FAA Takes Advice It Had Rejected So Jets Don't Miss Runways

(Bloomberg) -- The U.S. Federal Aviation Administration is implementing recommendations it rejected six years ago that could have prevented pilots from nearly landing last month on a taxiway crowded with jetliners awaiting takeoff in San Francisco.

The National Transportation Safety Board in 2011 recommended a software upgrade to ground radar systems that would warn when a plane is landing in the wrong place. But the FAA dismissed the recommendation, declining to even study whether it was feasible, according to government records.

In an announcement issued since the San Francisco near-collision, the FAA says it has begun over the past year doing what the safety board recommended and testing could begin in a few months.

"We believe recent technological advances may now enable us to modify our ground surveillance systems to detect aircraft that are lined up to land on taxiways," the agency said Friday in an emailed statement.

Air Canada Flight 759 was approaching the San Francisco International Airport just before midnight on July 7. Instead of heading for the runway, pilots lined up about 500 feet to the right, aiming for a parallel stretch of pavement where four planes were preparing for takeoff, according to the NTSB. The tails of the first two planes on the ground were about 56 feet high, just three feet below the landing plane’s lowest altitude, according to the safety board.

"Where’s this guy going?" a pilot in a United Airlines plane that was at the head of the line said in a radio call to the airport tower. The air-traffic controller didn’t warn the Air Canada pilots until after the cockpit crew had already aborted the landing.

FAA Takes Advice It Had Rejected So Jets Don't Miss Runways

The potential risks of such a collision have been highlighted by several similar instances in the past, including when actor Harrison Ford landed a small plane on a taxiway in February at John Wayne Airport in California.

The NTSB examined the issue in 2009 after a Delta Air Lines Inc. plane touched down on a taxiway in Atlanta. No one was hurt because there were no other aircraft on the taxiway at the time. The safety board concluded the crew’s abilities were degraded by fatigue after an all-night flight.

As part of that investigation, the NTSB found that an existing radar system at major airports could be adapted to warn controllers if a landing plane was headed to a taxiway instead of a runway. This was critical, according to NTSB, because controllers stationed in airport towers often can’t tell whether an arriving plane is properly lined up for a runway.

Warning Opportunity

Investigators contacted what is now Saab Sensis Corp., a division of Sweden-based Saab AB, to see if its system that tracks planes on the ground would help.

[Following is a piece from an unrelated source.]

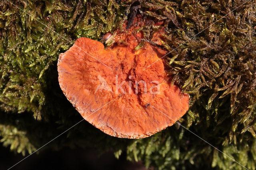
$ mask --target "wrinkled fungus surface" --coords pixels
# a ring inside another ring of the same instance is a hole
[[[79,38],[58,60],[66,97],[87,121],[114,136],[149,136],[172,125],[188,109],[188,95],[170,85],[162,59],[144,70],[166,51],[147,43],[136,51],[143,38],[134,33],[139,26],[117,32],[116,43],[106,49],[100,42]],[[156,43],[160,34],[154,35]]]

Officials at Sensis concluded the technology, known as ASDE-X, could be programmed to detect a potential errant landing as far as 0.75 miles from the airport at Atlanta, according to a March 2, 2011, recommendation letter by NTSB.

"Such a warning would afford air traffic controllers the opportunity to assess the situation and provide instructions to a flight crew that would prevent a taxiway landing or potential collision with aircraft or vehicles that may be on the taxiway," NTSB wrote.

The safety board, which investigates accidents but has no regulatory authority, called on FAA to conduct a broader feasibility study and to upgrade the warning system where possible.

Randolph Babbitt, the FAA’s administrator at the time, responded later that year that the ASDE-X system wasn’t up to the task, according to NTSB records of correspondence in the case. ASDE-X’s primary job is to warn controllers when there’s a risk of a plane colliding with another aircraft or vehicle on a runway. Adding a taxiway warning would degrade the system’s primary mission of preventing runway collisions, Babbitt wrote.

"Simply concluding that the performance tradeoffs would outweigh the safety benefits of providing the recommended capabilities without performing the review ... does not constitute an acceptable response to these recommendations," the NTSB wrote in response.

As part of its formal system of tracking recommendations, the NTSB classified it as "closed -- unacceptable action."

A more recent taxiway landing, this one involving an Alaska Air plane in Seattle in 2015, helped prompt the agency to refocus on trying to develop a technological solution, according to the FAA. No other planes were on the taxiway and there were no injuries.

The upgrade was also made possible by recent software improvements in how the ASDE-X system tracked arrivals, the agency said.

"The FAA since last year has been working to modify the systems so they will also capture aircraft that are lined up for taxiways," the agency said in an emailed statement. "The agency expects to begin testing some modified systems in a few months."